The ravine narrowed, forcing everyone to thread through impossibly tight gaps. Marcus and Tupac's wyvern darted ahead first, its wings barely brushing the rocky walls, while their pursuers adjusted with ease. Woomilla fired again, her shot illuminating the canyon in stark flashes, but the invaders dodged effortlessly, their confidence unshaken.
"They're playing with us," she murmured, her voice barely audible over the chaos.
The ravine walls pressed closer, the path constricting as if the earth itself sought to trap them. One of the pursuers fired, a searing blast grazing their wyvern's right wing. The beast screamed—a sound that was neither fully organic nor mechanical—as molten slag dripped from its wounded frame.
"Tavo!" Marcus's voice cracked over the comms. "Get ready. The city's close."
In the distance, the city lights flickered like fallen stars—so tantalizingly near, yet still painfully out of reach. The wyvern's mods faltered, warning lights cascading across their HUD, each one a countdown to failure.
"Remember what Grandma used to say, Milla?" Pinchitavo called, his voice steady despite the chaos. "'Better to burn bright than fade away.'"
She understood instantly. "Wait, Tavo, I'm not—"
The pursuers closed in, their mounts extending razor-sharp talons. Time seemed to freeze as Pinchitavo yanked the controls, forcing their wyvern into an impossible maneuver. The beast's spine arched violently, its head snapping back in a motion that defied its design—a Pugachev's Cobra executed with desperate precision.
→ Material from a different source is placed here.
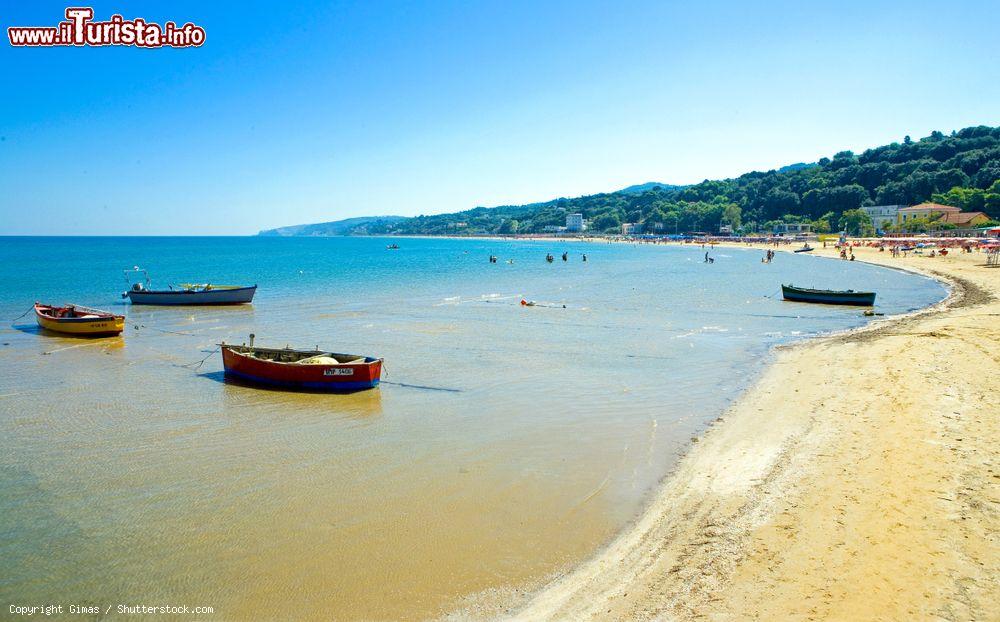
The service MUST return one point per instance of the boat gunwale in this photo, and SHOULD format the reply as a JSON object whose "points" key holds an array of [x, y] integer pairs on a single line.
{"points": [[100, 316], [241, 350], [845, 292]]}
Their pursuers shot past, caught in their own momentum. For an instant, Woomilla saw their panicked reflections on the chrome wings, their confidence shattered. In that fleeting moment, Pinchitavo raised his free hand.
"Blixtraja!"
Lightning erupted, splitting the air with branches of purple-white fury. It wasn't just electricity—it was a storm born of defiance, each crackling arc a declaration of rebellion. The modified wyverns became unwilling lightning rods, their advanced systems faltering under the surge. Sparks danced along their frames as chaos rippled through their formation.
"Not bad for a move that is not in the manual, huh?" Pinchitavo muttered, his breath ragged as he wrestled their wounded mount forward. Woomilla's half-chuckle was laced with hysteria, but it carried a glimmer of hope.
The city loomed closer now, its lights a promise of sanctuary. But behind them, the invaders regrouped, their mounts recovering with alarming speed. The siblings had bought precious seconds, but the question remained: would their wyvern hold together long enough to reach safety?
The storm lingered in the air, tiny sparks tracing the edges of the ravine like echoes of Pinchitavo's defiance. As their mount surged forward, each beat of its failing wings carried them closer to the city—and to whatever awaited them beyond.